Летом 1968 г. В. В. Шульгин потерял жену и остался совершенно одиноким. Поэтому, когда я приехал к нему осенью того же года, он уже связал свою будущую работу со мною. 1969—1975 гг. были довольно активными в его творческой деятельности. В мае—июле 1970 и июне—июле 1972 гг. он гостил у меня в Ленинграде, я же ежегодно проводил у Василия Витальевича во Владимире часть своего отпуска.
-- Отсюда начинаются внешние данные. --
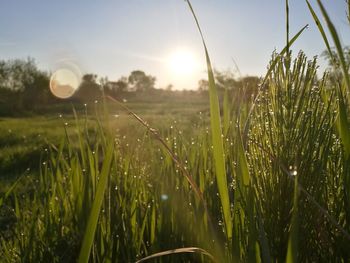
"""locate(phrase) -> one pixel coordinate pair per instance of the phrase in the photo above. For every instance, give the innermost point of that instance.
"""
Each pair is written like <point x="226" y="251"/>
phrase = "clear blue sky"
<point x="112" y="38"/>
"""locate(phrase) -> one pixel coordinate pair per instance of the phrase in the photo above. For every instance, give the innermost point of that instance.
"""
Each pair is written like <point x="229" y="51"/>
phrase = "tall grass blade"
<point x="292" y="252"/>
<point x="217" y="141"/>
<point x="178" y="251"/>
<point x="337" y="44"/>
<point x="96" y="207"/>
<point x="267" y="75"/>
<point x="320" y="28"/>
<point x="343" y="124"/>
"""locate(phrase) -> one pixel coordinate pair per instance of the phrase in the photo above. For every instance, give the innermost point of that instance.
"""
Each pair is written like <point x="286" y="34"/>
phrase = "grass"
<point x="269" y="182"/>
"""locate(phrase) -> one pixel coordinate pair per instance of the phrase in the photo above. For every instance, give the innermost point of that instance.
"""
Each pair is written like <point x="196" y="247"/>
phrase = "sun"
<point x="182" y="62"/>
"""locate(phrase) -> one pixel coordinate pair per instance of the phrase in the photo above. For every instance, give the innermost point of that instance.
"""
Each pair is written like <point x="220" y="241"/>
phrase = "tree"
<point x="139" y="81"/>
<point x="23" y="85"/>
<point x="119" y="86"/>
<point x="89" y="90"/>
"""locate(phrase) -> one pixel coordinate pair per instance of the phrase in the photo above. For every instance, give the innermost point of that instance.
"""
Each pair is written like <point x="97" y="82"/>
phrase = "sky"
<point x="114" y="37"/>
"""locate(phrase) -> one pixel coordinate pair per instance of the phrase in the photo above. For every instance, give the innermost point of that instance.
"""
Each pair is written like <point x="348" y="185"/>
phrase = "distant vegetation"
<point x="260" y="172"/>
<point x="24" y="89"/>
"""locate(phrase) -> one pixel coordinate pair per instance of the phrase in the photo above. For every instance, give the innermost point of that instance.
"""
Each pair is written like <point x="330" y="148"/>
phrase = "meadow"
<point x="260" y="180"/>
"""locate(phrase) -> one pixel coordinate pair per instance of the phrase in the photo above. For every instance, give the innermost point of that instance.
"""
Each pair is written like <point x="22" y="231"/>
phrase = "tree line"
<point x="25" y="88"/>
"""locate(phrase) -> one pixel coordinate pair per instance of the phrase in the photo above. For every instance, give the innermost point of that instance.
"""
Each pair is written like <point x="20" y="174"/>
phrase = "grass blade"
<point x="217" y="138"/>
<point x="320" y="28"/>
<point x="292" y="252"/>
<point x="178" y="251"/>
<point x="96" y="207"/>
<point x="337" y="43"/>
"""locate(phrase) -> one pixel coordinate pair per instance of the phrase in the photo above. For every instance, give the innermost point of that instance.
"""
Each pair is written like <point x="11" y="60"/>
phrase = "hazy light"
<point x="183" y="62"/>
<point x="64" y="83"/>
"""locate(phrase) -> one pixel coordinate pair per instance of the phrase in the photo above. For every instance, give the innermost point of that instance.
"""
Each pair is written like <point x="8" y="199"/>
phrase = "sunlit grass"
<point x="268" y="182"/>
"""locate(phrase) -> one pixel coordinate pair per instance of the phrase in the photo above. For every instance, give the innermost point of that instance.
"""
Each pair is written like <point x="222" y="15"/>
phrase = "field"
<point x="203" y="178"/>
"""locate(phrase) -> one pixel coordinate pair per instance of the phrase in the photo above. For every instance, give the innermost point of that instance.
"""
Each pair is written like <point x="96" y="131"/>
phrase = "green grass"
<point x="184" y="182"/>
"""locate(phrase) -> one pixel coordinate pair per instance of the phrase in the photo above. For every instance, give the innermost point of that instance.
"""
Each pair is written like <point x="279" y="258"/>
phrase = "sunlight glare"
<point x="182" y="62"/>
<point x="64" y="83"/>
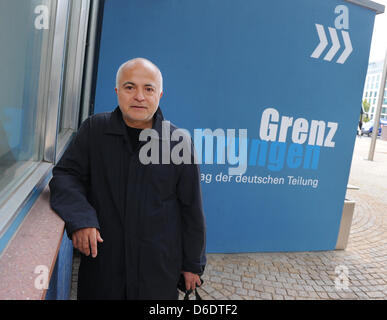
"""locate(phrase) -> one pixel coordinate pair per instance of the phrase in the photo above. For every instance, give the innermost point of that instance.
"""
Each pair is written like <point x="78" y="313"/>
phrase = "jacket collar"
<point x="116" y="124"/>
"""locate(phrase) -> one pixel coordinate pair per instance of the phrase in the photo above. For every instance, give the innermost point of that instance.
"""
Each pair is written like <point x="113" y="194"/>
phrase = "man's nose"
<point x="139" y="95"/>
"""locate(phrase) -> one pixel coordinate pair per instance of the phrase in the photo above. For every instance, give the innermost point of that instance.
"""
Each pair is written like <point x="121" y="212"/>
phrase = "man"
<point x="138" y="226"/>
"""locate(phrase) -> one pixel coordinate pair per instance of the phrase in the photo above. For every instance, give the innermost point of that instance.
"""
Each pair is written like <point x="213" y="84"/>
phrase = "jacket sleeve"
<point x="69" y="184"/>
<point x="193" y="220"/>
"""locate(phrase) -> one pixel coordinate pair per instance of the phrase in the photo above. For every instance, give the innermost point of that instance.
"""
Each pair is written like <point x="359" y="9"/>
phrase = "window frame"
<point x="49" y="100"/>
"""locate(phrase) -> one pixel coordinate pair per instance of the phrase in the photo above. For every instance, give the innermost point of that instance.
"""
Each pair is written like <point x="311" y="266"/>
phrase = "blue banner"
<point x="285" y="78"/>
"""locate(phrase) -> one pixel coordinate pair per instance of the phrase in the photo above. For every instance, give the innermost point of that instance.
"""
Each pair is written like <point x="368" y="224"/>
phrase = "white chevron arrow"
<point x="348" y="48"/>
<point x="323" y="42"/>
<point x="335" y="47"/>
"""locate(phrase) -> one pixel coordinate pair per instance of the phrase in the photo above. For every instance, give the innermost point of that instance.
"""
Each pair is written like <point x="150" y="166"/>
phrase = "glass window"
<point x="23" y="37"/>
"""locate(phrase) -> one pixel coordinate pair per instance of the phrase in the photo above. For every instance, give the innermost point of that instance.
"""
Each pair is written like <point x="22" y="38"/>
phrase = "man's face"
<point x="138" y="92"/>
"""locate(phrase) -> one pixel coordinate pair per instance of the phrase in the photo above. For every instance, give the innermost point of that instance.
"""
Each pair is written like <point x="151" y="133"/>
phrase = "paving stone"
<point x="311" y="275"/>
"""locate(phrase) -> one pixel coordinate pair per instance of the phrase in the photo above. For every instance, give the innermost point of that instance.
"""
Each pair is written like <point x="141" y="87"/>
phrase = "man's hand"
<point x="85" y="238"/>
<point x="191" y="280"/>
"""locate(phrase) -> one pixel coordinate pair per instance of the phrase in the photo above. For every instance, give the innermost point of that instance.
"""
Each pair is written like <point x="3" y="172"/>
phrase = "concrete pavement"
<point x="359" y="272"/>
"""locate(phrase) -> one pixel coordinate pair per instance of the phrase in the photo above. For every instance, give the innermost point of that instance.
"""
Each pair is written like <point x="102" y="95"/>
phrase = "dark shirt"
<point x="134" y="134"/>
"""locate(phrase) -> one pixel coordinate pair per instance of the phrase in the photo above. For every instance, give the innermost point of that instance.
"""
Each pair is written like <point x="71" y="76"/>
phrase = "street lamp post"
<point x="378" y="111"/>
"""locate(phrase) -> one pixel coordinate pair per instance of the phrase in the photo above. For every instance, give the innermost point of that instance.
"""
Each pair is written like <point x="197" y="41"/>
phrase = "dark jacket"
<point x="149" y="216"/>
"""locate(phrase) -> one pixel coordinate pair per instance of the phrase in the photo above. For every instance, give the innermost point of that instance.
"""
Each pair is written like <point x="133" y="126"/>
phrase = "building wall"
<point x="41" y="80"/>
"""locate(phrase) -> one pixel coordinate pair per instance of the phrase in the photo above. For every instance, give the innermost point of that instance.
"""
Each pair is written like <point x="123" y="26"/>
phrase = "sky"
<point x="379" y="37"/>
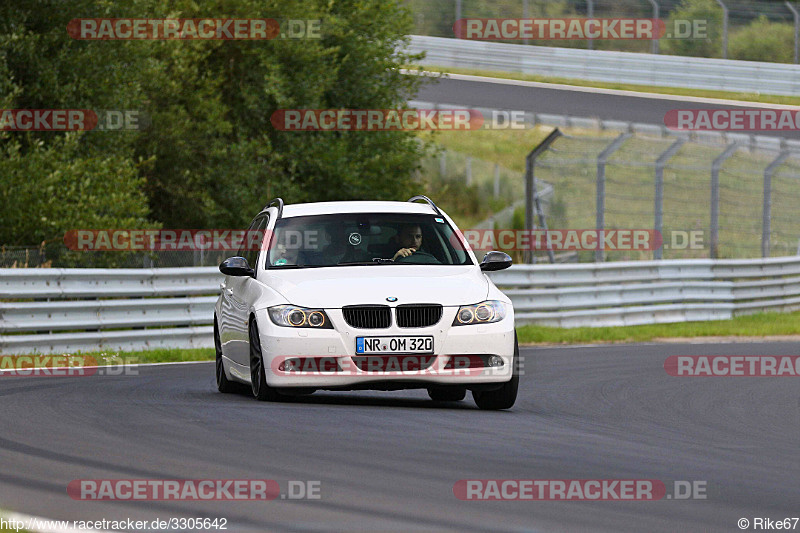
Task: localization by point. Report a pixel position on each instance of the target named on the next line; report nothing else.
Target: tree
(711, 46)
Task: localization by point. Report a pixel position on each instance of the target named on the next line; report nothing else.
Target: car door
(236, 291)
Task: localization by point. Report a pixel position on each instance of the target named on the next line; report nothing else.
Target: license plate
(408, 344)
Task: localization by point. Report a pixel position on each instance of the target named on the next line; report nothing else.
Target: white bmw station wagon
(364, 295)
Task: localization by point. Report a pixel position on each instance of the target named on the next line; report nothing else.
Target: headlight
(291, 316)
(482, 313)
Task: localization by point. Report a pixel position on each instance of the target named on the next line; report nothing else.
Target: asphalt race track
(568, 101)
(388, 461)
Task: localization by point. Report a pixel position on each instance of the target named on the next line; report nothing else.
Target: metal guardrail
(609, 66)
(650, 292)
(66, 310)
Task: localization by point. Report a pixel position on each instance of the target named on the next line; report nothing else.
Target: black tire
(447, 394)
(223, 384)
(258, 375)
(505, 396)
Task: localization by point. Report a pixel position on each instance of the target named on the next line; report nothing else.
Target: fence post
(600, 213)
(658, 210)
(766, 214)
(525, 15)
(724, 29)
(530, 187)
(654, 3)
(715, 167)
(796, 17)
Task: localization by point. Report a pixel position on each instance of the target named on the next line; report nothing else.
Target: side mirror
(495, 261)
(236, 266)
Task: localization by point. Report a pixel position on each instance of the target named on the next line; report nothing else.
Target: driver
(409, 238)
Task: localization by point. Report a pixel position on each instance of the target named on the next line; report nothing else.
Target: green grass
(758, 325)
(678, 91)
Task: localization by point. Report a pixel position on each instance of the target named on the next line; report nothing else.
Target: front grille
(393, 363)
(418, 315)
(368, 316)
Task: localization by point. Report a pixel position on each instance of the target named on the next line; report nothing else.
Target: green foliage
(210, 157)
(762, 40)
(706, 10)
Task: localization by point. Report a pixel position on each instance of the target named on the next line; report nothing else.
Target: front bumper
(340, 367)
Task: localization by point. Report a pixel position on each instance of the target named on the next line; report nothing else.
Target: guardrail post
(724, 29)
(600, 215)
(530, 190)
(658, 223)
(766, 214)
(715, 167)
(796, 17)
(654, 3)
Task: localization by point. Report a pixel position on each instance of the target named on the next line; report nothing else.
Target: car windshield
(364, 239)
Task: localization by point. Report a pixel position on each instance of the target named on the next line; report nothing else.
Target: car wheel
(258, 374)
(447, 394)
(223, 384)
(505, 396)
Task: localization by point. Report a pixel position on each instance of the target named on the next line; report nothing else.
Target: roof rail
(278, 201)
(430, 202)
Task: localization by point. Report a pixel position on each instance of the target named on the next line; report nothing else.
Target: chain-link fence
(731, 29)
(706, 200)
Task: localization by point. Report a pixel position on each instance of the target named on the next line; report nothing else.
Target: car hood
(336, 287)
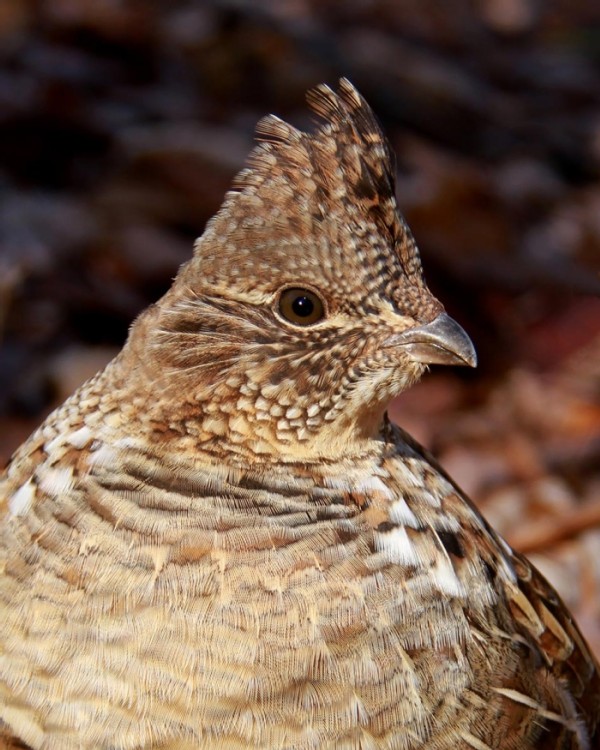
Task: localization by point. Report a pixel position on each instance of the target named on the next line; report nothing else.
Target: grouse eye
(301, 307)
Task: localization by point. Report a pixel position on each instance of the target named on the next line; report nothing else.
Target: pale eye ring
(301, 307)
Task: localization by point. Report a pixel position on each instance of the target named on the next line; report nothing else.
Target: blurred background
(122, 124)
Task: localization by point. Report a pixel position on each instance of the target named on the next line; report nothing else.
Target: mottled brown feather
(221, 542)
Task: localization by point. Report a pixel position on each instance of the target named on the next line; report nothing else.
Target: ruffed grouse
(221, 542)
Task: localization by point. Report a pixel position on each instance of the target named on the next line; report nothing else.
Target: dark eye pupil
(303, 306)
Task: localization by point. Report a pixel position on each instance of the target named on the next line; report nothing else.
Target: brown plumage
(221, 542)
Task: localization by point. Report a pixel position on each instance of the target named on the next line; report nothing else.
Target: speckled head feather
(316, 212)
(219, 541)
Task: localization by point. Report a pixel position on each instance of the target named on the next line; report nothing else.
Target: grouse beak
(441, 342)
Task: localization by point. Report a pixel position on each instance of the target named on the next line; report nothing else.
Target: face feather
(313, 212)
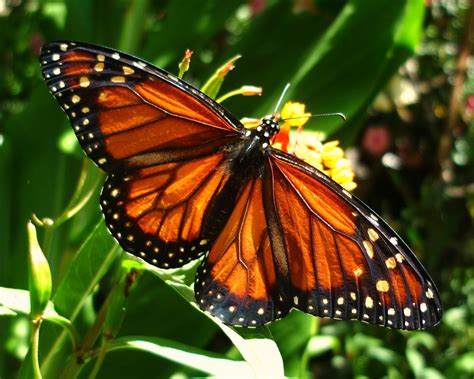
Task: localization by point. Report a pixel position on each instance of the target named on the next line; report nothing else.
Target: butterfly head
(268, 128)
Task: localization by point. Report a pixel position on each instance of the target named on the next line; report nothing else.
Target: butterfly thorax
(262, 134)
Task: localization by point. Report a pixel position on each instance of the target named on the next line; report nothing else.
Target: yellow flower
(327, 157)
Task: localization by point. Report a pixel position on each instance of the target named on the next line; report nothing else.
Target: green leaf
(319, 345)
(39, 275)
(210, 363)
(90, 264)
(255, 345)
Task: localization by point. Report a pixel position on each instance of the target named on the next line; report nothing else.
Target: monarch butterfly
(187, 179)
Он продиктовал мне воспоминания о Гражданской войне («1917—1919», опубликованы в альманахе «Лица», № 5, 1994 г.), тюремные воспоминания («Пятна», опубликованы в альманахе «Лица», № 7, 1996 г.), воспоминания о детстве, учебе, о событиях предреволюционных лет, жизни в эмиграции, семейные хроники.

За годы работы мы сблизились и наши отношения стали дружески теплыми. Поэтому можно считать не случайным желание Василия Витальевича передать мне на сохранение письма Д. Л. и А. А. Андреевых.

В те годы меня не слишком интересовал советский период нашей истории, с произведениями Леонида Андреева я был мало знаком, и они не вызывали у меня большого интереса; о его сыне я имел слабое представление, о жене вообще никогда ничего не слыхал. К тому же, в отличие от В. В. Шульгина, я не верил в скорое падение советской власти. Когда мы обсуждали современные политические барабанные новости, Василий Витальевич часто говорил мне: «Ростик, ты еще будешь свидетелем того, как все это рухнет и посыплется»; я с сомнением в таких случаях смотрел на него и отрицательно качал головой. «Не может власть, — заключал он, — замешанная на лжи, существовать вечно».

Меня не слишком заинтересовало содержимое пакета, но отказать в просьбе девяностолетнему старцу я не мог. В. В. Шульгин очень трепетно относился к людям, с которыми сидел в советских тюрьмах. Для него не играло никакой роли, кем были его сокамерники раньше, политическими, или уголовными заключенными, или военнопленными немецкими генералами, русскими, украинцами, татарами, евреями, японцами и т. д. Для него все они носили одну марку — прошли через ГУЛАГ.­

Даниил и Алла Андреевы в 1947 г. были арестованы по обвинению в подготовке террористического акта и получили десятилетние сроки заключения. Д. Андреев отбывал срок во Владимирской тюрьме, где был до 1949 г. сокамерником Василия Витальевича Шульгина, приговоренного к сроку продолжительностью в четверть века.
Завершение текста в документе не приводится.